Cole argues that there was a market for both enslaved and free “House Servants” in antebellum Louisville by the late 1830s. There was also a shift towards white women publicly taking on the role of staffing positions in their homes, with women’s names often appearing on advertisements.

p. 3: By 1840, 15 percent of Louisville’s black population was free

p. 4:

A close reading of newspaper want ads, public records left by census enumerators and court reporters, and private correspondence and account books of border city housekeepers suggests that urbanization and the intensification of the market economy altered the work done within southern urban households—although not at the uniform pace earlier studies of the decline of household production implied. More significantly, urban economic growth transformed the domestic servant labor pool even in this slave economy and “southern” housekeepers proved remarkably willing to adapt to those changes. They looked beyond the legal status of potential domestics and considered free and enslaved women when hiring adults, and often ignored adults altogether in favor of youths, whom they believed more tractable and inexpensive.

p. 5: limited impact of inventions on housework

p. 6: no public water works until October 1860—water had to be hauled on a daily basis

p. 8: “Even in wealthy, modernizing, urban households, workloads for domestics remained heavy.”

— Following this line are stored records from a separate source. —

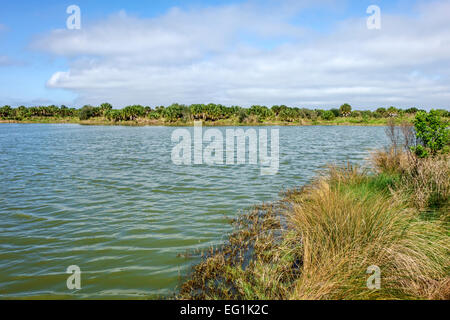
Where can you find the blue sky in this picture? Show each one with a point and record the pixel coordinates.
(231, 52)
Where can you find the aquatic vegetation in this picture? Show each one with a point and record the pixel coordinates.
(212, 113)
(318, 242)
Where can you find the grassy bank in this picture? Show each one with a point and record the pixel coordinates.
(211, 115)
(350, 121)
(318, 241)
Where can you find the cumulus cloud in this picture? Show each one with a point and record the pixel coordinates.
(249, 54)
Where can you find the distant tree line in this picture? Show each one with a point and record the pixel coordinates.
(206, 112)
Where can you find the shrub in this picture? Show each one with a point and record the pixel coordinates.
(345, 110)
(431, 132)
(86, 113)
(328, 115)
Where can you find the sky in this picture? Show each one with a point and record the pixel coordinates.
(301, 53)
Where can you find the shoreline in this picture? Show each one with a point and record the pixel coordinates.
(357, 220)
(221, 123)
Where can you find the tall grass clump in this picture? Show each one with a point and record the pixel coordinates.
(318, 241)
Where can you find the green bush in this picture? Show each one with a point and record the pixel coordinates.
(328, 115)
(431, 132)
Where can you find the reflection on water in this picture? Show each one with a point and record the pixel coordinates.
(109, 200)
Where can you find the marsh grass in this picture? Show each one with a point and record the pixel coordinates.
(318, 241)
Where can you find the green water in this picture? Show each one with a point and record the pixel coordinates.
(110, 200)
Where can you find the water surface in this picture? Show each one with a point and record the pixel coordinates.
(110, 200)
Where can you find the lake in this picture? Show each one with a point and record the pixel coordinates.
(110, 200)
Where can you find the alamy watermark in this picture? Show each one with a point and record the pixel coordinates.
(218, 151)
(374, 281)
(73, 22)
(74, 280)
(374, 21)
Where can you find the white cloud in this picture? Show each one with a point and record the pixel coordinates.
(217, 55)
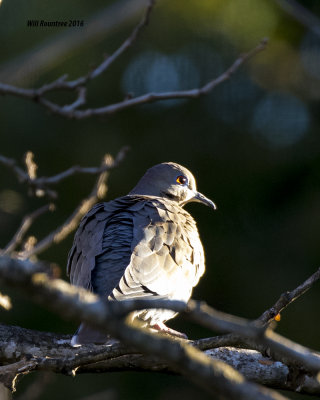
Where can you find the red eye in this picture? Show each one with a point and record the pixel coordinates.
(182, 180)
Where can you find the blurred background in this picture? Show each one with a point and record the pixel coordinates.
(253, 145)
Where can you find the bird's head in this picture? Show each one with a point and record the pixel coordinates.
(173, 182)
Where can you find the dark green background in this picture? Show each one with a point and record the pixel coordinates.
(253, 145)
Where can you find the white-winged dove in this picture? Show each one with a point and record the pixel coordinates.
(141, 245)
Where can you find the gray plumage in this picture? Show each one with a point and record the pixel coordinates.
(141, 245)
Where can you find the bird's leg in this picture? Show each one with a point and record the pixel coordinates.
(161, 327)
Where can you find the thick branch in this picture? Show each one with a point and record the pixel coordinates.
(52, 352)
(79, 305)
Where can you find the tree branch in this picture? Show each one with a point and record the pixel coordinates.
(27, 221)
(79, 85)
(80, 305)
(288, 297)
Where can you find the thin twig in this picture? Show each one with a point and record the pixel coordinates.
(288, 297)
(98, 193)
(126, 44)
(42, 183)
(72, 111)
(78, 304)
(27, 221)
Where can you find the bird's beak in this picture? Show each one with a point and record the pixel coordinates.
(200, 198)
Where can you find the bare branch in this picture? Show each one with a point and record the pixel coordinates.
(288, 297)
(41, 183)
(126, 44)
(72, 111)
(5, 302)
(78, 304)
(98, 193)
(27, 221)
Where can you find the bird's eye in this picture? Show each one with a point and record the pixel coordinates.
(182, 180)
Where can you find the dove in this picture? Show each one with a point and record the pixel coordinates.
(142, 245)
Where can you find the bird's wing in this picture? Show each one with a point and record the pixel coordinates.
(87, 245)
(166, 256)
(137, 247)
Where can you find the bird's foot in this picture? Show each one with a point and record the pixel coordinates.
(162, 328)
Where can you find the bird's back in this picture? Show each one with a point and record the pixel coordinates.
(137, 246)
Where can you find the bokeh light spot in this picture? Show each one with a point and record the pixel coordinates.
(310, 54)
(280, 119)
(154, 72)
(10, 201)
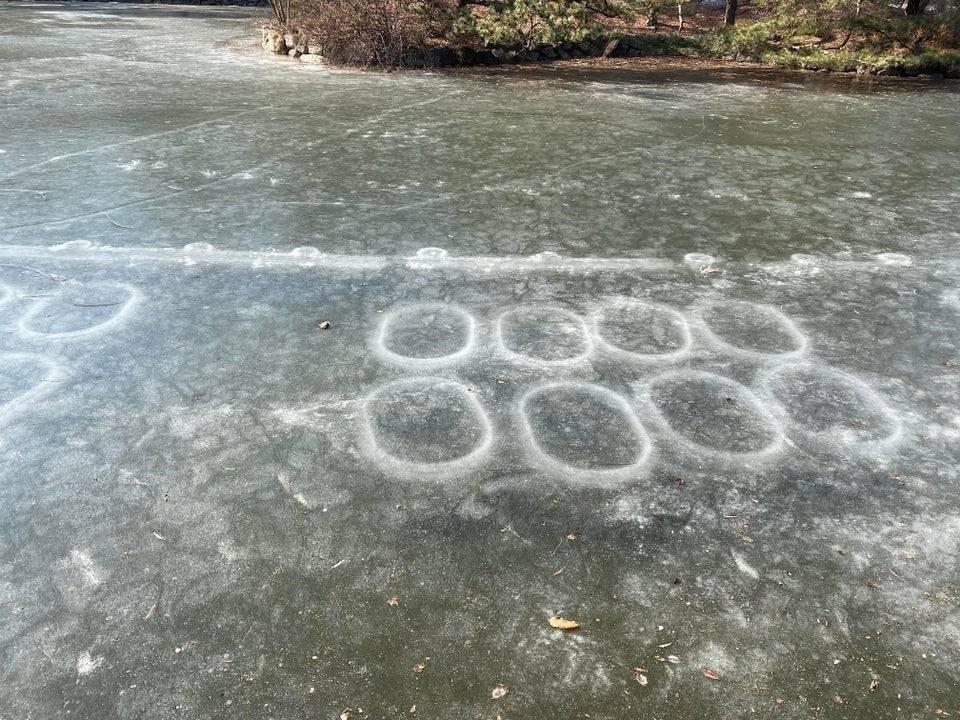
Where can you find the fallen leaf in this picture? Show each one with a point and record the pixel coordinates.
(563, 624)
(710, 673)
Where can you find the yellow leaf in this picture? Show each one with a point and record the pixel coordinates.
(563, 624)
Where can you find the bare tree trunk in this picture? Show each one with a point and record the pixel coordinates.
(730, 13)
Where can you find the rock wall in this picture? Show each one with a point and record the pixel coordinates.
(286, 42)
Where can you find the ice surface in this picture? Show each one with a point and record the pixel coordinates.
(673, 356)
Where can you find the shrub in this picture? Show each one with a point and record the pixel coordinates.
(372, 32)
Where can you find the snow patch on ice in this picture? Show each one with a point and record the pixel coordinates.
(86, 663)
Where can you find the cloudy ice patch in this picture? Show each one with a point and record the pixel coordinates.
(744, 566)
(895, 259)
(87, 568)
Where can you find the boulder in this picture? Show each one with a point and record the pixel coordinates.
(272, 41)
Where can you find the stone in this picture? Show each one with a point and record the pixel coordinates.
(273, 41)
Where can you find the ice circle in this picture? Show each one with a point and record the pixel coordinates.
(634, 329)
(426, 428)
(80, 311)
(584, 433)
(712, 417)
(750, 330)
(543, 335)
(826, 409)
(25, 378)
(425, 336)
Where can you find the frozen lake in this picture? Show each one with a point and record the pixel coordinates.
(670, 354)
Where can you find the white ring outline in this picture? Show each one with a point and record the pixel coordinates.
(135, 296)
(686, 336)
(768, 452)
(571, 316)
(410, 469)
(572, 473)
(55, 373)
(786, 324)
(828, 440)
(425, 363)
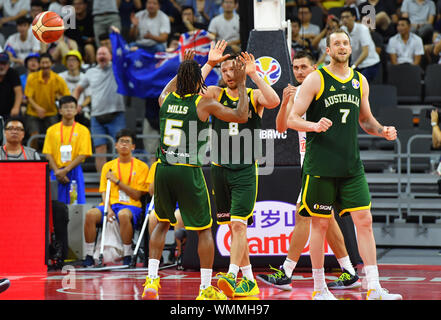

p. 9: “For Louisville, at least, the legality of slavery did not mean housekeepers focused entirely on slaves. While newspaper advertisements continued to offer slaves with domestic skills for hire or sale, Irish and German immigrant women found employment in the city’s middle-class households.”

p. 10: “Throughout the antebellum period, slave hiring played a significant part in Louisville’s domestic labor market. Not only did slaves for hire dominate newspaper ads for domestics, but the city held on to the traditional custom of ‘hiring day.’ The intersection of Fourth and Market Streets ‘presented a busy scene’ each January 2, according to one newspaper account from 1855, as ‘thousands of men and women servants gathered to be hired for the ensuing year.’”

p. 12-13: Notes changing composition of Louisville hotel staffs, including Louisville Hotel, away from slaves owned by the proprietors and towards “hired out” slaves and immigrant domestics

p. 14: “Housekeepers in the Falls City pursued a variety of hiring strategies, and looking increasingly to wage laborers in the late antebellum period”

p. 17: “By the 1850s slaves prices had skyrocketed because of the demand for labor in the booming cotton regions of the Southwest, and anyone interested in affordable household slaves found maintaining connections with slave hirers essential. Male and female slaves generally cost between eight hundred and one thousand dollars, and could bring as much as fifteen hundred to two thousand dollars. … Newcomers without connections could expect, conservatively, to pay at least eighty dollars a year to hire an adult slave woman, as well as furnish clothes and healthcare for her.”